Meski begitu, jika ditelusuri lebih jauh, kegiatan di lembaga yang didirikan pada tahun 1997 ini tidak kalah dengan ponpes lainnya. Kegiatan belajar mengajar, pengajian Alquran dan kajian kitab kuning menjadi rutinitas santri tiap hari.

Dari pagi, sore, hingga malam hari, aktivitas di pesantren yang dihuni puluhan santri ini terlihat sangat padat. Rutinitas kegiatan dimulai pukul 03.00 dini hari.
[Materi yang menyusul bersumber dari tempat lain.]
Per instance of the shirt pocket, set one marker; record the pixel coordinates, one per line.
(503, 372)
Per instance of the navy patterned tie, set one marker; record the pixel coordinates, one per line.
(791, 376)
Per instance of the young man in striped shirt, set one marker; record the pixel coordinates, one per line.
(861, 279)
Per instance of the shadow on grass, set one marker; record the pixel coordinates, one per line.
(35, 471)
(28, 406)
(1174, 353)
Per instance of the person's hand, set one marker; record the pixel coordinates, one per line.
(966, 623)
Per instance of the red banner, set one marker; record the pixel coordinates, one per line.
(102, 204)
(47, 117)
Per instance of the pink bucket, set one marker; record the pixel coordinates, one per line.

Yakni, berupa salat tahajud yang memang menjadi keharusan di pondok.

"Biasanya setelah salat tahajud, kegiatan santri disambung dengan salat subuh berjamaah dan mengkaji kitab kuning," ujar Ustad Fauzan, pengasuh Ponpes Hidayatullah.

Ustad asal Desa Batu Ampar, Kecamatan, Guluk-Guluk, Sumenep, ini lalu menjelaskan, menjelang pagi, kegiatan rutin santri lainnya berlanjut. Yakni, menempuh pendidikan formal di sekolah. Namun, karena masih dalam tahap pembangunan, para santri ini menempuh pendidikan formalnya di lembaga lain. Mulai dari Madrasah Tsanawiyah atau SMP, Madrasah Aliyah atau SMA, termasuk SMK di sekitar Kota Pamekasan. "Karena jaraknya sangat jauh ke beberapa sekolah, antara 1 sampai 7 kilometer dari pondok pesantren, sejumlah santri memilih naik sepeda ontel," katanya.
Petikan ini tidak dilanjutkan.